Netherlands nurse-led community model to be tested in UK
Nursing Times, by Nicola Merrifeild
A community nurse-led care model that sees management functions shared between staff and ensures at least 60% of time spent is with patients is being tested in the UK, following success in the Netherlands, Nursing Times has learnt.
The Buurtzorg – or “neighbourhood care” – model uses teams that have a maximum of 12 district nurses to deliver care in people’s homes.
The typical caseload for a team is 40 to 60 patients in the local area, although most nurses in Holland work part-time under this model.
Nurses are self-managed and co-ordinate care with other healthcare professionals, such as GPs and allied health professionals.
They work within guidelines including the requirement to have an office that is in a prominent place in the neighbourhood, to use 3% of their turnover for training, have a diversity of nurse specialisms, and to share eight defined management and administrative responsibilities between them.
Nurses must also spend at least 60% of their working time with patients and no more than 40% on other activities such as meetings and travelling.
They have access to coaches for wider support and a central back office that processes their billing, but are responsible for their team’s own finances and use of time.
In Holland there are now 850 teams, with more than 10,000 nurses since the model was devised in 2006 by former nurse Jos de Blok.
Research and patient surveys have suggested the model has improved outcomes for people, with patient satisfaction in particular having increased, according to those behind it.
In the Netherlands the social enterprise model is estimated to run at around 30% less cost than conventional hierarchical health and social care systems in the country.
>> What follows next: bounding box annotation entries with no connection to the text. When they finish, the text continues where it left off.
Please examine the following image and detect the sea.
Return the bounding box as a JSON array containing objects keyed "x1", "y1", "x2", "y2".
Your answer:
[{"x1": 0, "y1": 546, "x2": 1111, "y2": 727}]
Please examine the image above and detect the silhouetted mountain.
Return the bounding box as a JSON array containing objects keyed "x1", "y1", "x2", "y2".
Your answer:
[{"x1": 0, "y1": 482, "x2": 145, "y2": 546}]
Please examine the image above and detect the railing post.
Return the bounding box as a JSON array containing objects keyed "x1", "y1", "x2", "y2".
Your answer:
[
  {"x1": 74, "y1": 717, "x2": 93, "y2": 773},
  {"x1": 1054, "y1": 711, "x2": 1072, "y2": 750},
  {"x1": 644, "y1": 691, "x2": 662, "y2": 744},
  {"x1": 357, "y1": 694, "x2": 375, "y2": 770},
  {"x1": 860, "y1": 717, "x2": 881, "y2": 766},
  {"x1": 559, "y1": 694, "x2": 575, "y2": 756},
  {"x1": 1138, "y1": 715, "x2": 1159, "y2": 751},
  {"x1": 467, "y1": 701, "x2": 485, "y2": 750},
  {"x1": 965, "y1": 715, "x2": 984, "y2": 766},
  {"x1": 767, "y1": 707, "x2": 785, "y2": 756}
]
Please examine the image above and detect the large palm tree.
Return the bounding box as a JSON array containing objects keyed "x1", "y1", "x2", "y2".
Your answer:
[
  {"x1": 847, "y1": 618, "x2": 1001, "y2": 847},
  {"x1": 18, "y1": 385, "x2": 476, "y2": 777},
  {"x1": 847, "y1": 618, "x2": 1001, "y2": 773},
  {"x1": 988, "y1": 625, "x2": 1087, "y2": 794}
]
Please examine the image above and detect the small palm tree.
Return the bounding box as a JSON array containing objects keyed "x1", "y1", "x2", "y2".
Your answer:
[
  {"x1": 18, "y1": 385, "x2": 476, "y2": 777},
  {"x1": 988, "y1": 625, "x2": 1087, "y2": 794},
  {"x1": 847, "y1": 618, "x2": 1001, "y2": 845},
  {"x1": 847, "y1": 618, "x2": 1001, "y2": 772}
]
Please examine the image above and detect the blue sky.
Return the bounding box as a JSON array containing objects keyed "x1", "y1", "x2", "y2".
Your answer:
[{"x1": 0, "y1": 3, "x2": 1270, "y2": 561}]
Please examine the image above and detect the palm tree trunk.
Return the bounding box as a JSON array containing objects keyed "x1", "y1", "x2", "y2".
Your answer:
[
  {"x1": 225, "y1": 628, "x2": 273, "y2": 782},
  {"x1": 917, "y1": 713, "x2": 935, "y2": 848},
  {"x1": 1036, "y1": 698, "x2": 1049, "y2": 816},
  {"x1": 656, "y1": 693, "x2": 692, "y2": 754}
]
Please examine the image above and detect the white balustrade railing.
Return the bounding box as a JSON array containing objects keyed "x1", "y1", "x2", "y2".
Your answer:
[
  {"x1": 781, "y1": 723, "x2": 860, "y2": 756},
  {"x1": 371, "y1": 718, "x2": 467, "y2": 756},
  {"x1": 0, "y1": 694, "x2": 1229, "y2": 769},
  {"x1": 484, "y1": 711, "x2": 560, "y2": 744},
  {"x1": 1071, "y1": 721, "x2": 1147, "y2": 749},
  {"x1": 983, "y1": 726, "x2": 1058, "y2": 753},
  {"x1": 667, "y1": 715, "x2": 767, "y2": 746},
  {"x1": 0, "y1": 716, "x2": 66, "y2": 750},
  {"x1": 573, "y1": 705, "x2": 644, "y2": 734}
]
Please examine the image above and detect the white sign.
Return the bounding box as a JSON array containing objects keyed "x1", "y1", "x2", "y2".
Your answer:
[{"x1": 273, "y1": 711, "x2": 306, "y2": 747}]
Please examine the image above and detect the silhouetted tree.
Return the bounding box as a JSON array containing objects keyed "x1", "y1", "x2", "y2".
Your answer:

Meanwhile, nurse job satisfaction is high due to the autonomy of the role according to Brendan Martin, managing director of consultancy organisation Public World, which is the official partner for delivering the Buurtzorg model in the UK.
“In terms of job satisfaction, it speaks for itself. There’s a lot more nurses wanting to join Buurtzorg than Buurtzorg is able to provide jobs for,” he said.
“There is a huge pent-up desire of nurses to work in this way because they want to be treated as professionals, with responsibility and freedom at the frontline,” he added.
However, he acknowledged there were some challenges to address in adaptation for the UK, due to the model’s requirement for frontline nurses to have additional management responsibilities.
“One of the issues Buurtozorg is grappling with is, because nurses are providing care in this way, it can be difficult to manage their work/life balance,” he said.
“We don’t want to swap one type of burnout for another. We are trying to solve that problem of stress at the frontline, rather than producing another kind of stress,” he said.
Around a dozen organisations in the UK – including one that provides home care – are currently looking at how the Buurtzorg approach could be adapted for this country.
Two are due to pilot versions of the model later this year – Guy’s and St Thomas’ NHS Foundation Trust in London and a consortium of health and social care providers and commissioners in West Suffolk.
The Netherland health service is funded by insurance – compared to the UK’s free and means-tested health and social care services – which has allowed the model to grow at a slow pace by taking on gradually increasing numbers of patients.
But Mr Martin said he believed it was possible to transfer it to UK organisations quickly based on the success of similar, large organisations adapting the approach in Holland.
He referred to one private health and social care provider – Zorgaccent – which has more than 2,000 staff, but switched to the Buurtzorg model within 18 months.
Mr Martin also said, although the care model had been designed for community nursing, he believed some aspects could be applied to acute settings in the future.
“There is absolutely no reason why the fundamental ethos of Buurtzorg – in terms of enabling frontline care givers to exercise their vocation and to be supported to be nurses rather than be controlled from above – can’t be applied very successfully to other settings, including acute,” he said.